Gerald Ciolek ist Sportlicher Leiter des R2C2. Foto: Stefan Mays

La Classicissima, wie das Rennen von Mailand nach Sanremo auch respektvoll genannt wird, ist zwar mit 298 Kilometern Distanz das längste Eintagesrennen der Saison, aber trotz der außergewöhnlichen Länge bei den meisten Fahrern beliebt. Die Strecke ist weitestgehend flach und der Rennverlauf meist vorhersehbar: Es gibt oft harmlose Fluchten, so richtig ernst wird es aber erst an der Cipressa und am Poggio di Sanremo, den beiden Anstiegen im Finale des Rennens, wo stets heftig attackiert wird – bevor es am Ende meist aber doch zum Gruppensprint kommt.

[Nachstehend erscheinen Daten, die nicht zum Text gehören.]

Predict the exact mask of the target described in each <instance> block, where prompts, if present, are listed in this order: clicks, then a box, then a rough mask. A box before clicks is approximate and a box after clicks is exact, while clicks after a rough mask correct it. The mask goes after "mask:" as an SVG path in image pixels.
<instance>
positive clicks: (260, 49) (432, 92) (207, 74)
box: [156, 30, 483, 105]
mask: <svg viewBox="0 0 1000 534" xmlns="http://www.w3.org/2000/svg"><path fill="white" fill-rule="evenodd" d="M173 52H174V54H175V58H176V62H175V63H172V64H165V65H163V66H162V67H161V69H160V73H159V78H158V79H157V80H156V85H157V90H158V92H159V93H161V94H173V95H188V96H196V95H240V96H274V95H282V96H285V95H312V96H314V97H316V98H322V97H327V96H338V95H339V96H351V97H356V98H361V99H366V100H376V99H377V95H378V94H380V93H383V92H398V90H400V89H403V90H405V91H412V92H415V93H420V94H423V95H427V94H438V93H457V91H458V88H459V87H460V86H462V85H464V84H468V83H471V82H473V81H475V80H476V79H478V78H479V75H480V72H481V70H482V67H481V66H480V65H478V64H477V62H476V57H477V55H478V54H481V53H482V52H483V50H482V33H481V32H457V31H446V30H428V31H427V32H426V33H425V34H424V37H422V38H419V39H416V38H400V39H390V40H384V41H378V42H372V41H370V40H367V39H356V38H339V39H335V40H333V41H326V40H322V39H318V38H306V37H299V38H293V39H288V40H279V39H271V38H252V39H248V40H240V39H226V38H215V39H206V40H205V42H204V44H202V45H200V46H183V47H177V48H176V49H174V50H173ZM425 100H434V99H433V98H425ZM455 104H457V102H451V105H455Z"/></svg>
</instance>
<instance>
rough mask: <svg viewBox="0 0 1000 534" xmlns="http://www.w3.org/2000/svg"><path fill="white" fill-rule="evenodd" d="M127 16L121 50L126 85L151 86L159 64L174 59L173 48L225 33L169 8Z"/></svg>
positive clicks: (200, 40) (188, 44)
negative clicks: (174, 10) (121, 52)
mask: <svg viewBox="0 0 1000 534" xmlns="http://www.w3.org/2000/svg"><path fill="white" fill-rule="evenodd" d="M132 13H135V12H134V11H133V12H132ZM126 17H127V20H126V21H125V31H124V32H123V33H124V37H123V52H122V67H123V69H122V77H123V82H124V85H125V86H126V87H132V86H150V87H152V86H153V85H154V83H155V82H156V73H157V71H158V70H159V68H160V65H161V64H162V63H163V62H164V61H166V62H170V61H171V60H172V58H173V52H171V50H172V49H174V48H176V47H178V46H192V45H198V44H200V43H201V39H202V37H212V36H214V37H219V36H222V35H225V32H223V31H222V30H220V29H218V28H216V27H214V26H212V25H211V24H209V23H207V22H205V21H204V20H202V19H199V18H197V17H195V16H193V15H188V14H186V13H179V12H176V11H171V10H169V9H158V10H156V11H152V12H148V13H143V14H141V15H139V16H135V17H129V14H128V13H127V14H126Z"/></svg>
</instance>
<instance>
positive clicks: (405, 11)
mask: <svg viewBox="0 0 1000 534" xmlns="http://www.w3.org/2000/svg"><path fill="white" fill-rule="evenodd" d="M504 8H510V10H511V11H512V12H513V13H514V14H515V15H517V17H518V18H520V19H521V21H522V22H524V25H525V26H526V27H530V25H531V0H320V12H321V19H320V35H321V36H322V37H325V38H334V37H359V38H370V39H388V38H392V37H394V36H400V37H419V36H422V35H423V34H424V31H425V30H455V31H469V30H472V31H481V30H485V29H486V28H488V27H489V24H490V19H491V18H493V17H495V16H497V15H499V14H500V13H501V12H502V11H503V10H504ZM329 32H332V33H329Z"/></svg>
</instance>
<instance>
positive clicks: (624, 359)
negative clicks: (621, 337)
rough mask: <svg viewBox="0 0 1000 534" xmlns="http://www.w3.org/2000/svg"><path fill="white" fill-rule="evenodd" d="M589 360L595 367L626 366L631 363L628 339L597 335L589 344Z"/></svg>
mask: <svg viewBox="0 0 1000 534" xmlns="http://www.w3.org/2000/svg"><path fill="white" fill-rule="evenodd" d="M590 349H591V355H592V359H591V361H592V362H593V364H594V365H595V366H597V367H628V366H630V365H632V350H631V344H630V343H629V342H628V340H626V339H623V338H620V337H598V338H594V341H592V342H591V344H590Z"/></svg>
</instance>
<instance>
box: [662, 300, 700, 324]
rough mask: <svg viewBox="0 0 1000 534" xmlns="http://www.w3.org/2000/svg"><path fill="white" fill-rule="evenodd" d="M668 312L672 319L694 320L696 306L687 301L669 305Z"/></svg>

Der Text ist ein Auszug aus dem Buch „Flamme Rouge. Nur noch 1000 Meter – Radprofis erzählen ihre Schicksalsmomente“, das 2019 im Covadonga Verlag erschienen ist. Hier weitere Infos.

Beliebt ist das erste Monument des Jahres aber besonders, weil die 1907 erstmals ausgetragene „Fahrt in den Frühling“ als landschaftlich attraktiv gilt – wenn hinter dem Turchino-Pass in Richtung Mittelmeer die Sonne scheint und die Blumenküste Liguriens erstrahlen lässt.

Was macht Mailand Sanremo für Sie besonders?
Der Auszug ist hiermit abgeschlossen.